Sunday 24 May 2015

Code comments: explaining the 'why'

While I'm on the subject on code reviews. it's hard to get past one of my favourite subjects: code comments.

You might wonder here whether comments justify having a full blog post. After all, it's quite simple: add a line in plain English (or whichever language tickles your fancy at a given moment), and move on to doing real coding.

My main bugbear with review comments is not so much their absence or presence, but rather their purpose: in many cases, they explain the obvious and leave the complicated as an exercise for the reader (to borrow a phrase from one of my university tutors).

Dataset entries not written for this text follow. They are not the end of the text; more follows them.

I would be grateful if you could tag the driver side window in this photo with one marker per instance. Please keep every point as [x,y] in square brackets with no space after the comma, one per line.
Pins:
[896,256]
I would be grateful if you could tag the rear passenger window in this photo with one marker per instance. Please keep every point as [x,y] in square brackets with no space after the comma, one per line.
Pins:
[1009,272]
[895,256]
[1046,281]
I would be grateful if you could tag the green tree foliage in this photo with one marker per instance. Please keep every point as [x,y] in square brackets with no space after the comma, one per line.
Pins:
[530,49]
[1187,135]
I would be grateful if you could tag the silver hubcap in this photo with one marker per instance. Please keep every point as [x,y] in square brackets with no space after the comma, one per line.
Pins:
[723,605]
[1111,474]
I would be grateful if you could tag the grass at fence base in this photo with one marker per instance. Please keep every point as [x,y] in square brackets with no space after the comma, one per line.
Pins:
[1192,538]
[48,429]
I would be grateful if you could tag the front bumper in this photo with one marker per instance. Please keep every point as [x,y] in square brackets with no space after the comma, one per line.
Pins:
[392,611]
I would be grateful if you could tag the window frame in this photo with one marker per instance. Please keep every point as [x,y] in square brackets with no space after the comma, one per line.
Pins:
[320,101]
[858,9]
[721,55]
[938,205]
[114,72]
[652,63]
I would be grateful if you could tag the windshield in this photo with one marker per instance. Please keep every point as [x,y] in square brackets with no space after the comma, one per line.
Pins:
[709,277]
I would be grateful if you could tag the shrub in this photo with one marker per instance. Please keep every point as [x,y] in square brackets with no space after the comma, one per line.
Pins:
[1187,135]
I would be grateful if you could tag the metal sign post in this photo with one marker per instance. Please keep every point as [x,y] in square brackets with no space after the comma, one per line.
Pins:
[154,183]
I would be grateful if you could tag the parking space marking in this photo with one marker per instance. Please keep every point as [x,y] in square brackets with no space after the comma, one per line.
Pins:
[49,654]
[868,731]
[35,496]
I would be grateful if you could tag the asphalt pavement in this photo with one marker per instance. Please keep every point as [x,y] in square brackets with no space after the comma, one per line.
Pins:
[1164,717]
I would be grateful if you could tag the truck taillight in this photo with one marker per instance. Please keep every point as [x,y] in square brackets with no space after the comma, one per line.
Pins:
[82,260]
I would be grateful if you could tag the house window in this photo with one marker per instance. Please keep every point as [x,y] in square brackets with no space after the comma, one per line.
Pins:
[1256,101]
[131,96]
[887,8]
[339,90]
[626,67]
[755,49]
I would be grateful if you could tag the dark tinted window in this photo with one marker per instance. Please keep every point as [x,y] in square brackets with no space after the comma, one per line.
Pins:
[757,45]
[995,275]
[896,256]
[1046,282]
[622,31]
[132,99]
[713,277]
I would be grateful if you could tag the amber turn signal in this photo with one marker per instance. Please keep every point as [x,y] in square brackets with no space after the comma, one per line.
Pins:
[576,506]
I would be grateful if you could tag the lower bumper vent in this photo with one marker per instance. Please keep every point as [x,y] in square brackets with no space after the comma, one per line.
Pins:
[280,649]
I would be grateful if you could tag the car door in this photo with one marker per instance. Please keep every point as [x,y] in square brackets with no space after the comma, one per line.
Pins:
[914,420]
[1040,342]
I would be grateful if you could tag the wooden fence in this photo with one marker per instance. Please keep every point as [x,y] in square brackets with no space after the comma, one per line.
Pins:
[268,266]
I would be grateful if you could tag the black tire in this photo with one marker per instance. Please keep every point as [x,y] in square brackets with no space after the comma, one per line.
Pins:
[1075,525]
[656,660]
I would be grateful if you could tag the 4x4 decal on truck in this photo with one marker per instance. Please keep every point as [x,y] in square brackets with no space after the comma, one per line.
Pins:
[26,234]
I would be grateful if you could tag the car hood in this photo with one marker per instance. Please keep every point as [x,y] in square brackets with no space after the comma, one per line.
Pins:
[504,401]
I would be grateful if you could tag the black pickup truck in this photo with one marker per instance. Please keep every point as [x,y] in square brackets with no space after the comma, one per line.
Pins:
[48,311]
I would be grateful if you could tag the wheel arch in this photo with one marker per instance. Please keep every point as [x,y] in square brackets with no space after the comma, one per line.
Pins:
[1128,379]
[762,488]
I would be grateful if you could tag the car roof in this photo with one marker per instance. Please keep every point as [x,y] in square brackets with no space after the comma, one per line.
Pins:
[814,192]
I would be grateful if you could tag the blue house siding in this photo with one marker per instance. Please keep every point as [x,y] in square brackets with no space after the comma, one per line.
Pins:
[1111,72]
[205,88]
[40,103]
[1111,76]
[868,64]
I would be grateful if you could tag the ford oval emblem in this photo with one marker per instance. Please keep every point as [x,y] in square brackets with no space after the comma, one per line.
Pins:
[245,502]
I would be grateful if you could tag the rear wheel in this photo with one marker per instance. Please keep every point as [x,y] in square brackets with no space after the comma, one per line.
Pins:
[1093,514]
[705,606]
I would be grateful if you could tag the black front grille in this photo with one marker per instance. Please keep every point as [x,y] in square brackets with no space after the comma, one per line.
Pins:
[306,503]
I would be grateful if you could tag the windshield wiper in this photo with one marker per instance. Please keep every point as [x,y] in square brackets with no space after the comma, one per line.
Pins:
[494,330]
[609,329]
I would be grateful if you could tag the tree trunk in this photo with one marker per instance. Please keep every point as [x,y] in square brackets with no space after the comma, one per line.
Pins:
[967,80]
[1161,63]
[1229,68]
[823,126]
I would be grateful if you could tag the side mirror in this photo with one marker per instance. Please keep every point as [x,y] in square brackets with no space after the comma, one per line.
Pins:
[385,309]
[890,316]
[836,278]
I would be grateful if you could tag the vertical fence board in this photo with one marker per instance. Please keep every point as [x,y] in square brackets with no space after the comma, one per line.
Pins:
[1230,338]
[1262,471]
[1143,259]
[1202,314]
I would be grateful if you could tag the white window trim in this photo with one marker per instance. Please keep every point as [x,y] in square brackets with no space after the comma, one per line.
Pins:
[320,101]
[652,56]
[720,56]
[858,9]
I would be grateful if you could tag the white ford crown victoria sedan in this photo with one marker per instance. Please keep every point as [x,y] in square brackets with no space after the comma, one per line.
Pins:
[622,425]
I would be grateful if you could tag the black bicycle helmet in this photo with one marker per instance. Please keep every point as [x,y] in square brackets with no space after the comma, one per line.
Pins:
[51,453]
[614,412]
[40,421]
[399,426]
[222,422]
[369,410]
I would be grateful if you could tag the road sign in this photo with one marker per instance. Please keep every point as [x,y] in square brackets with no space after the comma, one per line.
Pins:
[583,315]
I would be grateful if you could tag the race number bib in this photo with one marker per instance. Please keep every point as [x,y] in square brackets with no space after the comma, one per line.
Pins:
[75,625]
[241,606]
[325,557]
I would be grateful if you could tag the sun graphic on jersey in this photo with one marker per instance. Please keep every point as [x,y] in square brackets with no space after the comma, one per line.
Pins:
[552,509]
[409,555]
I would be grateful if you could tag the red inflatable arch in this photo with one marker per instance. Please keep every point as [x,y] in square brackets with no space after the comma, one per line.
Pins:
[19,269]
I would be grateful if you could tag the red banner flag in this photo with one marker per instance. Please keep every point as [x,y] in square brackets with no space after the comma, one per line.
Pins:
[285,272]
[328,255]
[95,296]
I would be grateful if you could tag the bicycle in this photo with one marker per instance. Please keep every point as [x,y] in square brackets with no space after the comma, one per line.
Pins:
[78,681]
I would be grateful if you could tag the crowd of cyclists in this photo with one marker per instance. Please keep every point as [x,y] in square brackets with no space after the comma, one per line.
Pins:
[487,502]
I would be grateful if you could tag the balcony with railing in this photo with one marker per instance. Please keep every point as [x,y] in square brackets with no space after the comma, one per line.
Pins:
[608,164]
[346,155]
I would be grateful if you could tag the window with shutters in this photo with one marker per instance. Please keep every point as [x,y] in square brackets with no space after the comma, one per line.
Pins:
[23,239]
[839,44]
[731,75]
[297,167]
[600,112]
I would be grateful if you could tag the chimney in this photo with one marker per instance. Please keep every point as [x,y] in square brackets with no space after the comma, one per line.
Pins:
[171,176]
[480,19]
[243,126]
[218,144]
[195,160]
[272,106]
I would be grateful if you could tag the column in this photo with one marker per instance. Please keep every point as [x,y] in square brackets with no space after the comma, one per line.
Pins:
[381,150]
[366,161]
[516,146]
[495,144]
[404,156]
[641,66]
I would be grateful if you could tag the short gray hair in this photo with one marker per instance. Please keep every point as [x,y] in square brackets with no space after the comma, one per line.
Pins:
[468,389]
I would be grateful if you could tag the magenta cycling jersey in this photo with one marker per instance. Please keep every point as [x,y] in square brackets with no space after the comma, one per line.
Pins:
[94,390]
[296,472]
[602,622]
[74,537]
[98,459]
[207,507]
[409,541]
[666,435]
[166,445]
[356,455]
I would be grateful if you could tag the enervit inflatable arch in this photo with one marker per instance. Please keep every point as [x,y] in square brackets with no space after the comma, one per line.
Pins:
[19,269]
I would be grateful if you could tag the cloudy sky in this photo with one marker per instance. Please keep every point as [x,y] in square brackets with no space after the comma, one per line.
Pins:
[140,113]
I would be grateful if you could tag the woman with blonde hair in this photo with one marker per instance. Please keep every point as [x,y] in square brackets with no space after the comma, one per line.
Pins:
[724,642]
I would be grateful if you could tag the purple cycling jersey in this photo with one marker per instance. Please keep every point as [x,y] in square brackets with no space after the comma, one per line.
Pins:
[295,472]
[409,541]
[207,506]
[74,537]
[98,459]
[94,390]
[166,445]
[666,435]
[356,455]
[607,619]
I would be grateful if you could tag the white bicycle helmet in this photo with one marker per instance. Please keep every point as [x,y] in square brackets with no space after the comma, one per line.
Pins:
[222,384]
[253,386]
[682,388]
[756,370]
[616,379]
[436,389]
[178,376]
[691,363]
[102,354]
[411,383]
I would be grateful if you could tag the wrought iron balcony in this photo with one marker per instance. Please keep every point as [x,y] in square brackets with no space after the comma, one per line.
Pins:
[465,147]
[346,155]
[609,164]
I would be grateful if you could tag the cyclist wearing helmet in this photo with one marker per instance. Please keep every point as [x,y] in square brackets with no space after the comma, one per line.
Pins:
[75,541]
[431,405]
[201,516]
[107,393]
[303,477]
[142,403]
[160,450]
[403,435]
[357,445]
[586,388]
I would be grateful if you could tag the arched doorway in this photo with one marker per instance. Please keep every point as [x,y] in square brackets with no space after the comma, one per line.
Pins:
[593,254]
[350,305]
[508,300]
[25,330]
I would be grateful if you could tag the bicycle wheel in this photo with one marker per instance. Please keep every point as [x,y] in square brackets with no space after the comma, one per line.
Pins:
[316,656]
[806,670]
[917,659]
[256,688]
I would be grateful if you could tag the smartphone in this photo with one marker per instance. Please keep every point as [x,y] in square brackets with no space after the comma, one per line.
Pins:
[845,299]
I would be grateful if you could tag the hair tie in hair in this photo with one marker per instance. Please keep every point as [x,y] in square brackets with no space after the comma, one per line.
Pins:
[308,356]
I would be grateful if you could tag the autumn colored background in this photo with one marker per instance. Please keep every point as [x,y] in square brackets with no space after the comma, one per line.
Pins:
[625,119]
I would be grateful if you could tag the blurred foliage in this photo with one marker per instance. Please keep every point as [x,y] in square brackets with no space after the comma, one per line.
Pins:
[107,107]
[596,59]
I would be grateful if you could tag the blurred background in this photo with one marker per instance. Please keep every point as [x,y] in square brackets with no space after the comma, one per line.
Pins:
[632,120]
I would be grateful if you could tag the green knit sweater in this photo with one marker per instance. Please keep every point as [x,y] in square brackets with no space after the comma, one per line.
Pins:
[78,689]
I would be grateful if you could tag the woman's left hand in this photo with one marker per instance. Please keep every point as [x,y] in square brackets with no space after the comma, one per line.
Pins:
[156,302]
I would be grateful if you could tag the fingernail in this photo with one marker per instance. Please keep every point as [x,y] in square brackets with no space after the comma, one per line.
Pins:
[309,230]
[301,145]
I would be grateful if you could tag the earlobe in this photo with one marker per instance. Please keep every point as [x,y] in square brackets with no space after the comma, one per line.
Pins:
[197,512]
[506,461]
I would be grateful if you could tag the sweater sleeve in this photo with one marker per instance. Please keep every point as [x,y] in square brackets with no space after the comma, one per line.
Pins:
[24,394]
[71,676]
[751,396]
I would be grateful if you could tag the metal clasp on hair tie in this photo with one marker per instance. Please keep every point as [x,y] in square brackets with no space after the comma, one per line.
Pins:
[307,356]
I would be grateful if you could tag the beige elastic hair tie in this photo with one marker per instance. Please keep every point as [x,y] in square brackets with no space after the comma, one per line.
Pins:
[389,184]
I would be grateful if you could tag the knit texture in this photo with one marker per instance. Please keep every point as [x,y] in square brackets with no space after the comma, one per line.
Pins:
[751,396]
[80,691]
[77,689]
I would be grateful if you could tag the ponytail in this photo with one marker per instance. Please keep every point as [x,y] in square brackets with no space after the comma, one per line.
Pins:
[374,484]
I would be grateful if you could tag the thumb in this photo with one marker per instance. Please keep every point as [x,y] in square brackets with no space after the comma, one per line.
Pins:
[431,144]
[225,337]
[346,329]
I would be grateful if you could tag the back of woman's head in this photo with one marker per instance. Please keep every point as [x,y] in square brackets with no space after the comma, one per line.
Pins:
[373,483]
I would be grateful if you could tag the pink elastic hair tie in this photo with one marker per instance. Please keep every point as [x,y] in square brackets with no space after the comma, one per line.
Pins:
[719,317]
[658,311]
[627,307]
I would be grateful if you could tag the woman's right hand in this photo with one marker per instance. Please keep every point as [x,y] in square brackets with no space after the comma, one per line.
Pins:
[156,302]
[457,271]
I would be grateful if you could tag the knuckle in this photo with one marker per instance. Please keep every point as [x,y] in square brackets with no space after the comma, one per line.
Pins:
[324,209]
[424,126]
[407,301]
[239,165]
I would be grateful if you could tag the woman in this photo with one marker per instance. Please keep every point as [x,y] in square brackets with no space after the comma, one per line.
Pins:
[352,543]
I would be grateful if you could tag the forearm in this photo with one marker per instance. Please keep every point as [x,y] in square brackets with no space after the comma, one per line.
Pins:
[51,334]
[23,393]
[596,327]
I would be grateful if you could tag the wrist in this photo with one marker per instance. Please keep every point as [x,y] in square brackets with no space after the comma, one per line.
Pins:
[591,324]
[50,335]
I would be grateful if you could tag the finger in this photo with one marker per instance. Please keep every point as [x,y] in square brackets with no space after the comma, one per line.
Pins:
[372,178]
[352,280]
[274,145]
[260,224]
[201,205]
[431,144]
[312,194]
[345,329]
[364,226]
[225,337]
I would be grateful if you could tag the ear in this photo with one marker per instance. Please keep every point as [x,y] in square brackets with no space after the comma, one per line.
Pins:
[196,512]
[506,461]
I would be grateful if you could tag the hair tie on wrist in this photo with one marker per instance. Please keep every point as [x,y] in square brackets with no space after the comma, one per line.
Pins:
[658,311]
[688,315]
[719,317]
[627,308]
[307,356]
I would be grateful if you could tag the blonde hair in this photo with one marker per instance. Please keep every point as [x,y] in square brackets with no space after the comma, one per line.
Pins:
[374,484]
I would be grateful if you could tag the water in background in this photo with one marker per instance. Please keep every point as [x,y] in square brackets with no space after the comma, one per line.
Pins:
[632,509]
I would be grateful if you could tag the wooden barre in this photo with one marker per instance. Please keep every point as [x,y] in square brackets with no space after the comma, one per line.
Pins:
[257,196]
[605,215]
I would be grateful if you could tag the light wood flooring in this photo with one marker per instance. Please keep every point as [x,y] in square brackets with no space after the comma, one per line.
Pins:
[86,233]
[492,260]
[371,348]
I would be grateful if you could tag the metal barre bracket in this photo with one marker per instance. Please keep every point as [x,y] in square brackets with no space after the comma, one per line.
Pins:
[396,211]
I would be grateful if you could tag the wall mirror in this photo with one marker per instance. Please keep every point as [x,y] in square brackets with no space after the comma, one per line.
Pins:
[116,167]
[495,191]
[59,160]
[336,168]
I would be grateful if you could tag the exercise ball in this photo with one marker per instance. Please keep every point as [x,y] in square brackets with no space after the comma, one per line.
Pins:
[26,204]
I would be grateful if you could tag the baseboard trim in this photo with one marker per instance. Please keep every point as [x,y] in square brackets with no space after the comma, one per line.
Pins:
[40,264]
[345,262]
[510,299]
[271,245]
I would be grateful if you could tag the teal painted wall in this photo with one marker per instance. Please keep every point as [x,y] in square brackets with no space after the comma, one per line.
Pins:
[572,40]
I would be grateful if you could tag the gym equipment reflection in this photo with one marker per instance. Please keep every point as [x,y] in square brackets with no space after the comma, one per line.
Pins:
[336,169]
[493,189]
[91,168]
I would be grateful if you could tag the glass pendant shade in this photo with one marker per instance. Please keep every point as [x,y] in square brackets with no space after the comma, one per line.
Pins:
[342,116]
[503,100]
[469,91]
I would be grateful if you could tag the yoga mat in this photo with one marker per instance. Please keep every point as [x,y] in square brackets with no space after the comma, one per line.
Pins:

Let me dig out an example:
#include <iostream>
#include <string>
 
using namespace std;
 
bool TestPalindrome(string::const_iterator forwardIt, string::const_iterator backIt)
    {
    for (; forwardIt < backIt; ++forwardIt, --backIt)
       if (*forwardIt != *backIt)
         return false;
    
    return true;
    }
 
bool ProcessTestCase()
    {
    string inputStr;
    cin >> inputStr;
 
    auto forwardIt = inputStr.cbegin();
    auto backIt = --inputStr.cend();
    
    for (;forwardIt < backIt; ++forwardIt, --backIt)
       {
       if (TestPalindrome(forwardIt + 1, backIt) || TestPalindrome(forwardIt, backIt - 1))
          return true;
       if (*forwardIt != *backIt)
          return false;
       }
    return true;
    }
 
int main(int argc, char *argv[])
    {
    ios_base::sync_with_stdio(false);
    size_t testCaseCount(0);
    cin >> testCaseCount;
    for (size_t i = 0; i < testCaseCount; ++i)
      {
      if (ProcessTestCase())
         cout << "YES";
      else
         cout << "NO";
      cout << endl;
      }
    return 0;
    } 

Now, at this point, you don't know what this code is for and how it does it. Of course, a bit of reverse engineering is a nice past-time for a lonely afternoon, but let's say that we'd really like to take a shortcut and see some comments.

So, here they are:
/* Determine whether a set of inputs can be converted to 
   a palindrome by removing a character
*/

#include <iostream>
#include <string>
 
using namespace std;
 
bool TestPalindrome(string::const_iterator forwardIt, string::const_iterator backIt)
    {
    for (; forwardIt < backIt; ++forwardIt, --backIt)
    // If character mismatch, return false
       if (*forwardIt != *backIt)
         return false;
    
    // Loop finished, return true
    return true;
    }
 
bool ProcessTestCase()
    {
    string inputStr;
    cin >> inputStr;
 
    // Set iterators to the start and end of string
    auto forwardIt = inputStr.cbegin();
    auto backIt = --inputStr.cend();
    
    for (;forwardIt < backIt; ++forwardIt, --backIt)
       {
       // Check for palindromes
       if (TestPalindrome(forwardIt + 1, backIt) || TestPalindrome(forwardIt, backIt - 1))
          return true;
       // If iterators are not equal, exit the loop
       if (*forwardIt != *backIt)
          return false;
       }
    return true;
    }
 
int main(int argc, char *argv[])
    {
    ios_base::sync_with_stdio(false);
    size_t testCaseCount(0);
    // Read test case count
    cin >> testCaseCount;
    for (size_t i = 0; i < testCaseCount; ++i)
      {
      // Print out result
      if (ProcessTestCase())
         cout << "YES";
      else
         cout << "NO";
      cout << endl;
      }
    return 0;
    }

The top level comment should take us forward - it at least explains what the purpose of the code is. But what about the others? It's hard to argue with their truthfulness, but they are kind of obvious.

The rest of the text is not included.